A model that’s being discussed publicly considers a highly trained civilian emergency response force, paid to develop and maintain key skills, which would be actively managed. Establishing this would be a significant national project, and a game-changer, not just in how we prepare for and respond to crises in the future, but how we enhance the resilience of our people, communities and nation beyond merely crisis response.  

While permanent paid emergency response forces aren’t a viable option, ensuring a ready force of suitably trained and managed volunteers, trained (and preferably paid) to learn critical skills and maintain them, is a model that deserves consideration.  

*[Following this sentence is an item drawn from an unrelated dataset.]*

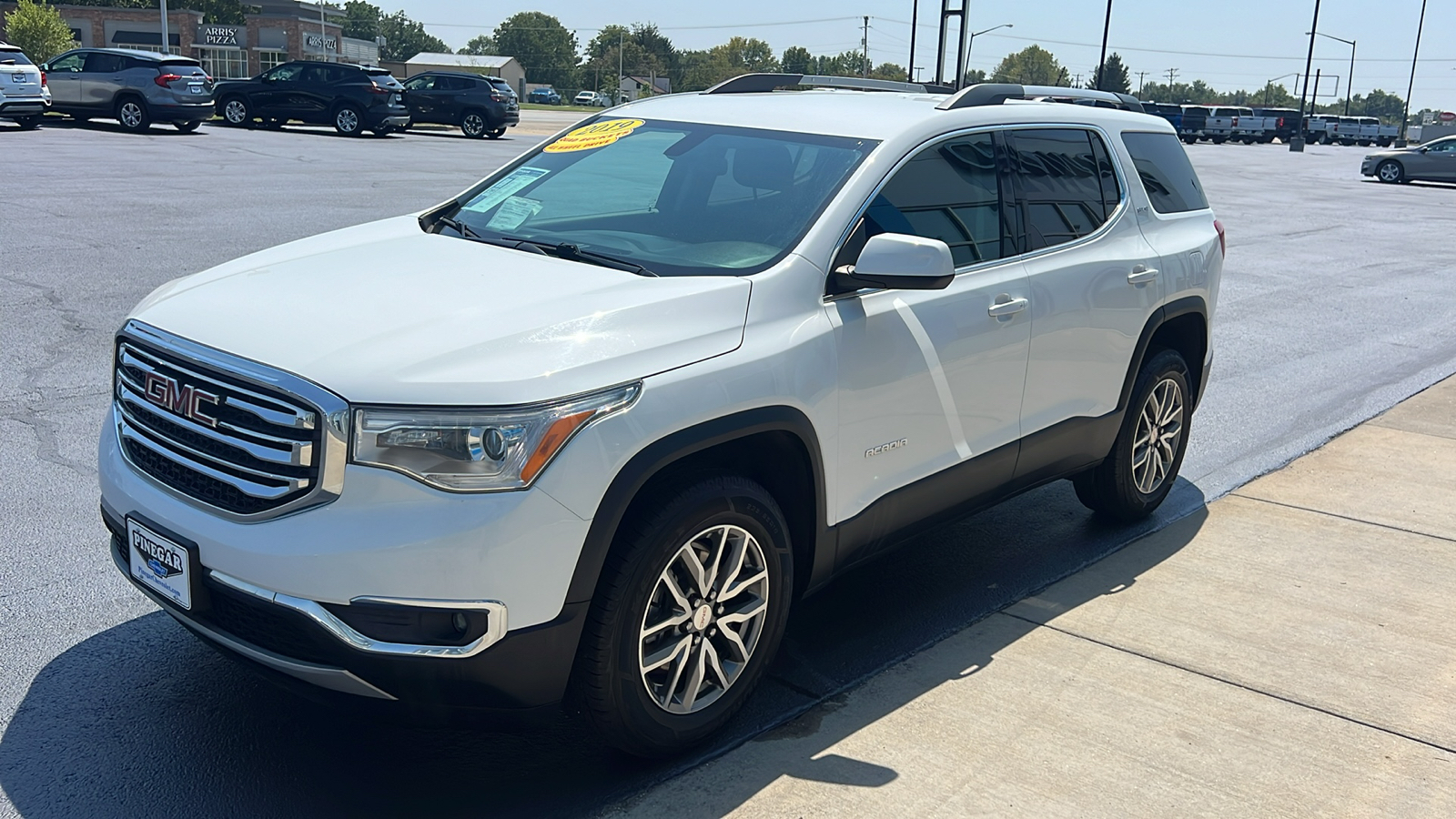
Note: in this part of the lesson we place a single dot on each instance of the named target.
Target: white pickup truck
(1363, 130)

An initiative like this doesn’t need to have a standing start. In March, General Sir Peter Cosgrove backed a state based, commonwealth funded civilian contingency. Its goal to develop a reserve of volunteers, with training, development and maintenance of their skills for when disaster or disruption strikes.  

Building a capability that can be mobilised to address specific needs, will require the regular training of civilians. Aside from enhancing the ability of communities to support resilience, response and recovery, the upskilling of community members will create opportunity for the personal and professional growth for individuals. Education and training could target the utilisation of current and emerging best practice and technology. This could include professional development areas such as systemic risk assessments, pubic consultation and debriefings, as well as skills in using risk intelligence data, cutting edge logistics operations, medical mobilisation etc. Investment in strategic and operational skills will have a long-term payback to the community, and the economy, beyond their deployment in resilience building, preparedness or disaster response. The upcoming national jobs and skills summit to be held in September which has focus a to get the Australian “skills mix right over the long term “is a good place to progress this conversation.

A civilian response force with the right skills and supporting platforms will enhance individual and community resilience through personal and professional growth. Formal education, training and maintenance of qualifications will help to overcome declining volunteer numbers, whilst boosting economic opportunity. Our individuals and communities need to be part of a rewarding strategic plan that turns disaster into opportunity for the nation.